There were a total of 36 stops on the tour. The first three stops spun by before we could get our bearings.  We took a quick diversion and departed the bus at Itaewan, known as the ‘foreigners area” of Seoul and close to the American military base.  We grabbed a bite to eat at Petras Palace enjoying a satisfying lunch of mediterranean food complete with delicious hummus!  Then we hopped back on our tour bus and once again we were on our way.

We enjoyed seeing many sights and destinations from the window of our ride, but didn’t depart the bus again until we reached the Namsangol Traditional Korean Village.  We took a quick stroll through the village, happy to find traditional Korean homes.  We even stumbled upon a traditional Korean dancer!  As it was just the Korean New Year, there also was an opportunity to write down a wish for the New Year on a piece of tissue-like paper and tie it onto a string decorated with many other wishes.

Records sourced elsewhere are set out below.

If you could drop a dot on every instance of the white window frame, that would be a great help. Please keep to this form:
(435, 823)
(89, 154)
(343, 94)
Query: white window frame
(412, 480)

Our next stop was Seoul Tower.  As we approached the tower, our bus drove up a windy road and dropped us off nearly at the top of the “mountain”.  Still there was one more steep hill to walk up until we found ourselves at the base of the tower.  There was a spectacular view of the city from there as well as the Seoul Tower itself looming even higher on top of Namsan Mountain.  This is not just an ordinary tower, but actually a radio wave tower broadcasting television and radio to Korea since 1969.

Of course, you can go up in the Seoul Tower.  The friendly Korean staff load you on the elevator and then shoot you up into the sky over 700 ft to an elevation of more than 1500 ft.  While you ascend, the roof of the elevator plays a video that simulates looking out the top of the tower into the sky and the music sounds like a modern-day rocket.  Me, well, I chose to look down at the ground during that part.  We departed the escalator and was greeted by an inviting space, spectacular view and… gratefully on my part, nicely protected glass windows.

Looking at Seoul from the tower was just another reminder of the size of the city.  Seoul has a population of more than 10 million people and is flooded with apartment high rises filled with the massive population.  From the observation deck of the tower all you could see from any view were buildings, high rises and apartments outstretched far and wide. We took our time there, enjoyed the view as well as  a cup of tea from the little coffee stand.  Then in no time at all, we were on the ground and quickly found our way back to our tour bus.

By now the day had nearly slipped away from us.  The palaces that remained on the tour were now closed.  So we chose to enjoy the rest of our tour from the comfort of our coach, peering out the window as the city of Seoul slipped by. For me this tour was a great introduction leaving me with a wish list of things to do in the future and a sense of where I’d like to go and spend more time.

We hopped back on bus 2200 Paju-bound and in no time at all (just under an hour) we were back on the steps of the English Village.  As were were approaching the gate, one of my fellow teachers/travelers  said, “It’s good to be home.”  I agreed.  Seoul is an interesting and stimulating city, but after a day noodling through its streets it felt good to return to the peace and tranquility of Paju and English Village.  There was a sliver of a moon in the sky and the fresh cool air was invigorating as we made our way back to our apartments.

Today is a quiet day as I prepare to return to work tomorrow after my 5 day break.  I am switching to a weekend shift starting Saturday and will work weekends for two months, with two days off during the week.  All staff take a turn on the weekend shift and I am looking forward to a little change in my schedule, classes and students.

As I sit in the comfort of my little EV apartment, I am grateful for the balance of this new adventures – time to explore new places, time to work and time to rest.  It’s good to be in South Korea!